Assuming the NHL resumes regular participation in the Olympics, a 3-on-3 tournament could provide additional spots for players.

“The skills are, in some ways, so different to play 3-on-3 versus 5-on-5 full contact,” said Parker Milner, who is a goalkeeper in 3ICE after the pandemic abruptly ended his underage playing career. . “You get the chance to introduce other guys, and there would be other skills that would come in handy for 3v3.”

Another incentive: the 3 on 3 could bring more countries to get involved in hockey. Tardif pointed out that it is easier for some national federations to put together rosters of 12 or 13 players than the 22 or more needed for traditional hockey.

“3-on-3 opportunities could be great for smaller countries that aren’t able to get the full squad and it could be a starting platform to grow and really show hockey in many other cities,” said IIHF senior vice president Petr. Briza said.

For now, those cities are Las Vegas and Denver, which hosted the first two weekends of games, with upcoming stops in Michigan, Pennsylvania, Tennessee and Canada before returning to Las Vegas for the playoffs on August 20.

Milner said it was a good opportunity to continue playing hockey all summer after the Colorado Avalanche won the Stanley Cup.
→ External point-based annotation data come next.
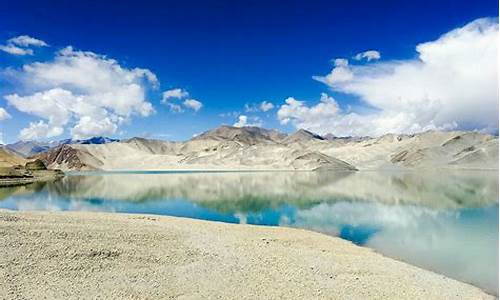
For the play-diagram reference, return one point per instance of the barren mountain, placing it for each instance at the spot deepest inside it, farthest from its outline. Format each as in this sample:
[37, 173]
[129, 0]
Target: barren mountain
[253, 148]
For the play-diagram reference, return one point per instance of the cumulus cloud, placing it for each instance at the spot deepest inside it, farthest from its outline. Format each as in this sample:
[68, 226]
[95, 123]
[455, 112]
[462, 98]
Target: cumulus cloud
[170, 96]
[26, 41]
[452, 84]
[192, 104]
[309, 117]
[174, 94]
[263, 106]
[244, 121]
[20, 45]
[38, 130]
[4, 115]
[368, 55]
[89, 93]
[266, 106]
[13, 49]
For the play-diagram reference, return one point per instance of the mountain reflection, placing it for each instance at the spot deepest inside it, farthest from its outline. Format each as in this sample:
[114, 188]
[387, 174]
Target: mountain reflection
[442, 221]
[254, 191]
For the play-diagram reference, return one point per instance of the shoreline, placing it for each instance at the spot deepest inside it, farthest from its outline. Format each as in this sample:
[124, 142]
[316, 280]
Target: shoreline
[135, 255]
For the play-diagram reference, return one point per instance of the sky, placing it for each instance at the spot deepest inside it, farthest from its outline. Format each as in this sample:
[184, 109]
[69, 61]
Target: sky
[173, 69]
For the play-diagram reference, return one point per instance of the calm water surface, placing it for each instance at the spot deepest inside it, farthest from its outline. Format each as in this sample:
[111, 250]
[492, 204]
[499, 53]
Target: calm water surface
[446, 222]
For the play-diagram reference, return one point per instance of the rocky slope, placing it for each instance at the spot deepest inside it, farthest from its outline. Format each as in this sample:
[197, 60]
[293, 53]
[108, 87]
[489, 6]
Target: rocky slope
[30, 148]
[16, 170]
[253, 148]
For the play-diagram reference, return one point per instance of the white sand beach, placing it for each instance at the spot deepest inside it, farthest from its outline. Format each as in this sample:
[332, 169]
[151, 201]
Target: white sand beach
[75, 255]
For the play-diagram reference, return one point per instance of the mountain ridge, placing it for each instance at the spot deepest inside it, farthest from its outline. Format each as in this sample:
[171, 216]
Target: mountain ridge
[255, 148]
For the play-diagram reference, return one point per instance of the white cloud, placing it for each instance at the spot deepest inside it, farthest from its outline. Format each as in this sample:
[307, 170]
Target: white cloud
[452, 84]
[170, 96]
[263, 106]
[266, 106]
[193, 104]
[87, 126]
[90, 92]
[368, 55]
[243, 121]
[174, 94]
[26, 41]
[311, 118]
[40, 129]
[4, 115]
[19, 45]
[12, 49]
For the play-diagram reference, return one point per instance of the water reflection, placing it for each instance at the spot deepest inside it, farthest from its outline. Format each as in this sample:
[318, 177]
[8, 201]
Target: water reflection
[446, 222]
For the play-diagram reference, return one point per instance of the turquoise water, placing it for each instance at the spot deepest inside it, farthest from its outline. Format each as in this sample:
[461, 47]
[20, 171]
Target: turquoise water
[446, 222]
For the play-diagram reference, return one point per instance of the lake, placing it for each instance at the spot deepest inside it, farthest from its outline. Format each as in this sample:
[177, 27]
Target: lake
[442, 221]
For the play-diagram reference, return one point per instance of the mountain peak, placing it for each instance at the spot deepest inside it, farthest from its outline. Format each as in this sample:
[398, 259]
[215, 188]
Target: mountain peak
[249, 135]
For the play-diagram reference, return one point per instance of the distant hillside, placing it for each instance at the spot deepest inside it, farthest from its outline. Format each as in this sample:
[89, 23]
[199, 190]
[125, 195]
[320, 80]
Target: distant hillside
[253, 148]
[30, 148]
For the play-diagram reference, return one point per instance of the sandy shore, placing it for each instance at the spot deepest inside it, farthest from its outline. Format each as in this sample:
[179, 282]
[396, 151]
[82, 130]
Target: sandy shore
[74, 255]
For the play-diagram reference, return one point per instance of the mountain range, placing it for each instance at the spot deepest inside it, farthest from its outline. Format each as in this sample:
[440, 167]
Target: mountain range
[254, 148]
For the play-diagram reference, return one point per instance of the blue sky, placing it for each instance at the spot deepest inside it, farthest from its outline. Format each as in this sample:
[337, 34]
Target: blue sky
[226, 54]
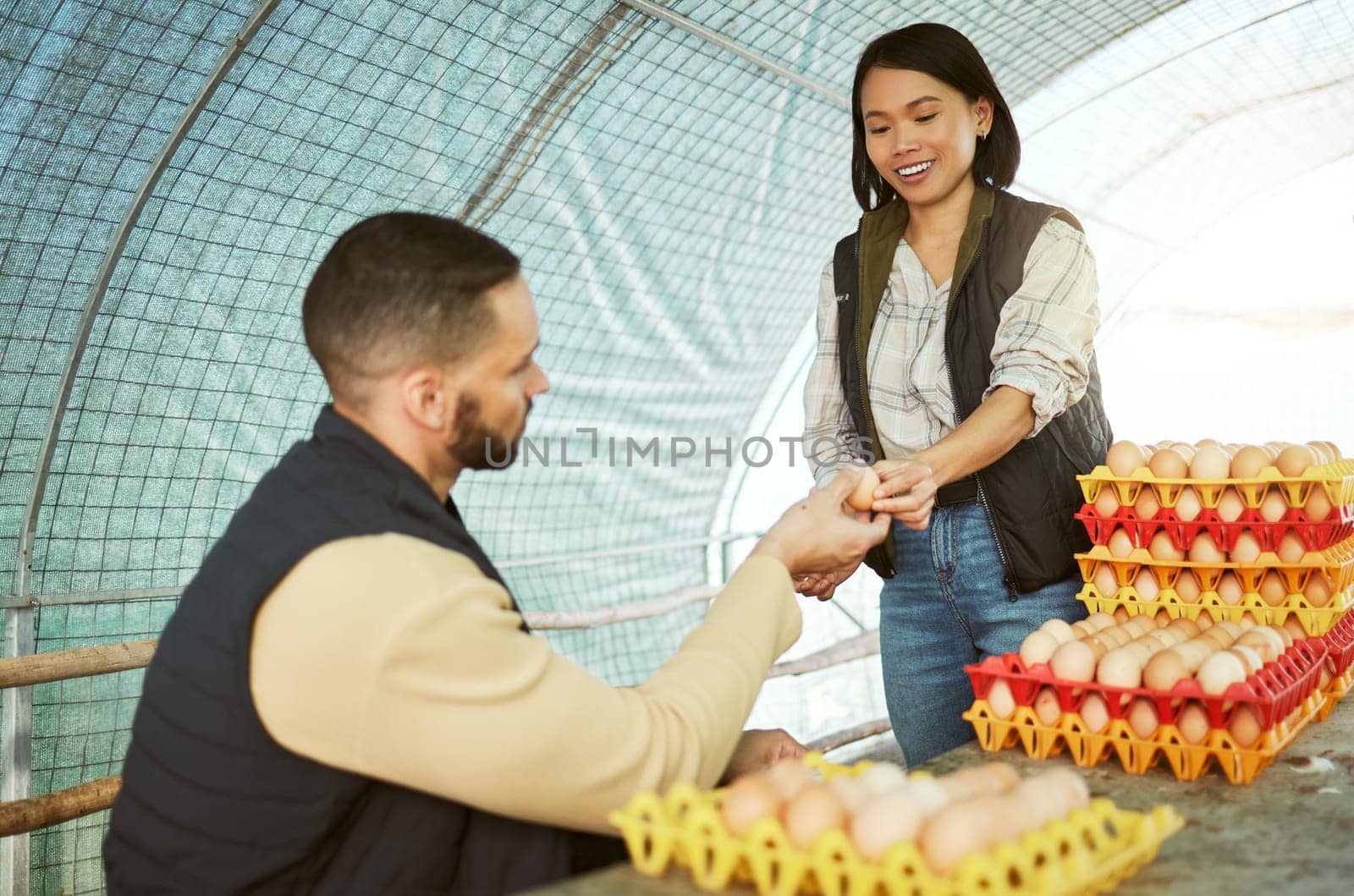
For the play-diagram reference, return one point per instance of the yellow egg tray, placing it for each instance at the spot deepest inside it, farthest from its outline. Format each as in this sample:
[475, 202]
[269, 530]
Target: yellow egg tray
[1315, 620]
[1089, 852]
[1337, 480]
[1137, 756]
[1335, 561]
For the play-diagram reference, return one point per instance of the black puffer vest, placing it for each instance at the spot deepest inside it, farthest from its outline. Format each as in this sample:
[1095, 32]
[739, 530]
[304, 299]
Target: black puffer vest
[212, 805]
[1031, 494]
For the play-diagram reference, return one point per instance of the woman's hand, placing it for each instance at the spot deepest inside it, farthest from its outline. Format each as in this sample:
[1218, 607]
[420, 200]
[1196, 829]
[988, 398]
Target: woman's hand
[906, 492]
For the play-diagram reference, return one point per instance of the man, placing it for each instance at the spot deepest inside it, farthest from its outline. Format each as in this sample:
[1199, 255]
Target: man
[347, 699]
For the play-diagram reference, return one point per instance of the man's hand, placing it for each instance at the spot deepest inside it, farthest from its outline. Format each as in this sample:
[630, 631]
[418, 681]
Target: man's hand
[819, 535]
[760, 749]
[906, 490]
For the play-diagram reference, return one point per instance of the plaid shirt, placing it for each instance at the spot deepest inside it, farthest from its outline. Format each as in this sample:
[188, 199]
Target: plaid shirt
[1044, 345]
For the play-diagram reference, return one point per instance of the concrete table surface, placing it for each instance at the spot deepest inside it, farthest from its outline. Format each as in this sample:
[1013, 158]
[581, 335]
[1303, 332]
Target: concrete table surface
[1291, 832]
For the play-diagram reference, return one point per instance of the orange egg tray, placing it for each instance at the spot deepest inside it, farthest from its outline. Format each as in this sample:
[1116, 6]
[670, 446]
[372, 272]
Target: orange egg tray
[1272, 693]
[1337, 562]
[1337, 480]
[1317, 535]
[1089, 852]
[1315, 620]
[1137, 756]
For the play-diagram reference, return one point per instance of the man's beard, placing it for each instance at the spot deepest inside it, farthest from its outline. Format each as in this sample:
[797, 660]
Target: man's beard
[476, 447]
He added that some changes to 3ICE rules, particularly players unable to get the puck over the red line, could work in the NHL to make overtime even better.

“At least in the first two weeks we saw that it created a kind of top-down game,” he said. “I know a lot of people are complaining about the shootings. I think you would definitely see a lot less shootouts if they were able to implement that.